Santiago de Chile.
Revista Virtual. 

Año 6
Escáner Cultural. El mundo del Arte.
Número 65
Septiembre 2004

HENRI CARTIER-BRESSON
CON EL CORAZÓN EN LA MIRADA


Texto: Carlos Yusti

"En cualquier actividad, debe haber siempre una relación entre los ojos y el corazón. Con el ojo cerrado uno mira hacia adentro y con el ojo abierto mira hacia afuera. "
Henri Cartier - Bresson

Fotógrafos hay muchos, pero Henri Cartier-Bresson fue un malabarista de lo estético, un poeta exacto de la imagen. Muchos otros fotógrafos han aprendido de él, no obstante ninguno ha logrado laminar el mundo en fragmentadas piezas de indiscutible belleza, en la que se conjugan impecable y limpia técnica fotográfica.

Capturó en sus fotografías la vida con sus dramas y sus tragicomedias sin escamotear nada.
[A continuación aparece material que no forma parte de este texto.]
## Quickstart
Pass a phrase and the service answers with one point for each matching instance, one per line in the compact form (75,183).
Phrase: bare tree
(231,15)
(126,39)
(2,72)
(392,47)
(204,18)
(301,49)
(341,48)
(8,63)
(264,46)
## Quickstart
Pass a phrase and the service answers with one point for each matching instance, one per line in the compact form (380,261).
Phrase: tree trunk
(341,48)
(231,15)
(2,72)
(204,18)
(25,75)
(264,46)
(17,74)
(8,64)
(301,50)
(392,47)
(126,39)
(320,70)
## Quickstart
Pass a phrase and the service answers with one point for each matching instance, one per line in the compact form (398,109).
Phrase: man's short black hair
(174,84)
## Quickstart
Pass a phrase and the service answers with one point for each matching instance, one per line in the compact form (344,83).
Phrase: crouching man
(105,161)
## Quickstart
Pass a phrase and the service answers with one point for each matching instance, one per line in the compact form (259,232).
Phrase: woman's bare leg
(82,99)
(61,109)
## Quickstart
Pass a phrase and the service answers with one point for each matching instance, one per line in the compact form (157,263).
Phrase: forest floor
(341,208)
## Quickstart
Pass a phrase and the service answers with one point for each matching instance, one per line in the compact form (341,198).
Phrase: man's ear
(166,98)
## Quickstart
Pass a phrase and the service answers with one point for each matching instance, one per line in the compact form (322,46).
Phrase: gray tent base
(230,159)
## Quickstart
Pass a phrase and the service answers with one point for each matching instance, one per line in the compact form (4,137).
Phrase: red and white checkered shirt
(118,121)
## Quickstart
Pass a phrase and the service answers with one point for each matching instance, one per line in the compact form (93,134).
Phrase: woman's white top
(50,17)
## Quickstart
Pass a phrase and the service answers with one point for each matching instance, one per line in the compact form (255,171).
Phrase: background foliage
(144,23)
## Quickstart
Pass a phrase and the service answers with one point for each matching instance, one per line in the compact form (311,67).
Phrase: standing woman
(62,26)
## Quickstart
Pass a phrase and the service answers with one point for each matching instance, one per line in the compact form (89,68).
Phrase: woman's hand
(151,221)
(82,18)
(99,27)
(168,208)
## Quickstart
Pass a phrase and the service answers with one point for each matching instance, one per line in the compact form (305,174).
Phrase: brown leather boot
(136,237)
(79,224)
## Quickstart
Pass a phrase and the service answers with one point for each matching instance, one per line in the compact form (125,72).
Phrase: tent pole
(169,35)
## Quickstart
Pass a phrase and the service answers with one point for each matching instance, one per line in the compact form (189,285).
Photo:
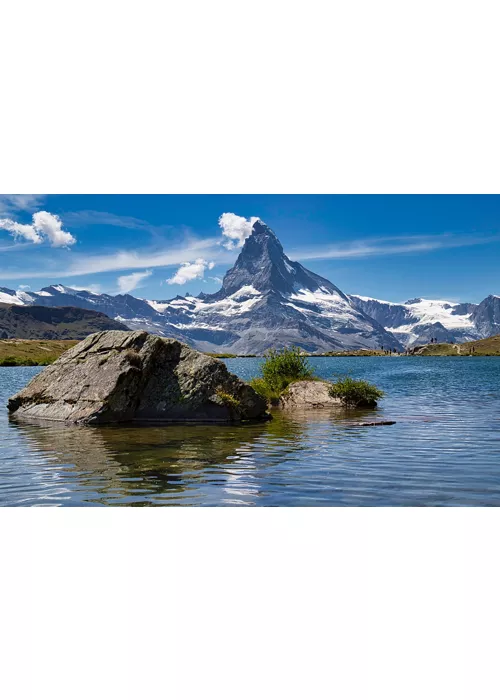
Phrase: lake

Otras veces captó el horror que el hombre acicala muy bien. Estuvo en el momento preciso para accionar su cámara. Escribirlo así puede sonar sencillo, sin embargo no basta con estar en el momento indicado, sino saber ver con el corazón y saber donde está la magia y la estética de este mundo absurdo, bochornoso y surrealista.
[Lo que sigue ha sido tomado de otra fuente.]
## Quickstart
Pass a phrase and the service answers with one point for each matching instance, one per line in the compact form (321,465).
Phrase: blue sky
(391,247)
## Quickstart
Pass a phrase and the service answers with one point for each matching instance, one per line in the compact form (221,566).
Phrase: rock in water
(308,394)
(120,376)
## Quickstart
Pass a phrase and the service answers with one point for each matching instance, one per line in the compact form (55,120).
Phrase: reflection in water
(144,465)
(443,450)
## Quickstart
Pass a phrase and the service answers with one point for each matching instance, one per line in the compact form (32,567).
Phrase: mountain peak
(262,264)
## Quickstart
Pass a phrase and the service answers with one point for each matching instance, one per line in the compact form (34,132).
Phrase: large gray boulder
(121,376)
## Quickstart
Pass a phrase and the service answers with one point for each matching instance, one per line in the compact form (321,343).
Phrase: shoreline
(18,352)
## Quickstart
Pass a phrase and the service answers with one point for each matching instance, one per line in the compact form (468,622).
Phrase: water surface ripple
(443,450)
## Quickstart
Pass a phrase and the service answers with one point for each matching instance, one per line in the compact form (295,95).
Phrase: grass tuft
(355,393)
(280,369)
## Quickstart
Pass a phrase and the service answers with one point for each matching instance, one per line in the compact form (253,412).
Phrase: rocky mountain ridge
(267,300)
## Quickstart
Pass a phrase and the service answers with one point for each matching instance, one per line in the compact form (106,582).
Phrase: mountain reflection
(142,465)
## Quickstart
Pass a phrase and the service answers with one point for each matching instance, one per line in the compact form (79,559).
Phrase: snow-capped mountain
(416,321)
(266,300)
Cartier-Bresson también era un excelente narrador y sus fotos contaban simplemente ese alegato que es el vivir, ese escueto cuento que muchas veces es la vida. Supo desentrañar lo aparente y profundizó, como ningún otro fotógrafo, hasta el alma de los objetos y de las personas que se cruzaron por su lente. Había mucha poesía en sus imágenes, mucho ardor y mucha pasión serena.
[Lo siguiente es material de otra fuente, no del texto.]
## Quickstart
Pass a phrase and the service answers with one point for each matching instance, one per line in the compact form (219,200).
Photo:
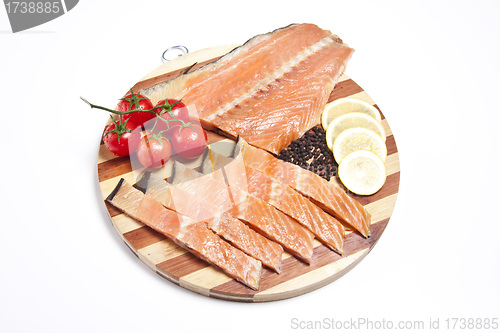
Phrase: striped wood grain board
(184,269)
Realizó el retrato de algunos escritores, pintores y poetas. Y más que retratarlos les dejó a la intemperie el espíritu, dejó al descubierto sus secretas desarmonias y sus ocultos terrores diurnos; en pocas palabras llegó al hueso de lo humano sin ninguna triquiñuela de esteta. Es famoso su retrato del pintor Henri Matisse. El pintor está sentado. Su vejez tiene cierto señorío luminoso. Además el fotógrafo hace palpable su genio y la foto está plena de una paz espiritual muy especial. Las palomas agregan una simbología poética a toda la foto. El retrato de Ezra Pound posee ciertas similitudes con la foto de Matisse. El poeta también está sentado, pero la vejez del poeta tiene otras connotaciones menos halagüeñas. Parece cansado y no pasaría de ser un poeta agobiado por la vejez a no ser que el fotógrafo capta un lado luminoso del poeta, de una luz blanca que parece borrarlo todo. El otro lado del poeta está semidevorado por las sombras. Ese lado sombrío del poeta, ese lado acuchillado por la tiniebla se presta a muchas lecturas posibles. Sobra cualquier comentario. La fotografía hecha a William Faulkner es idilica por su tono campestre. La luz es tibia y natural. El escritor está de pie y parece un gigante en todo sentido.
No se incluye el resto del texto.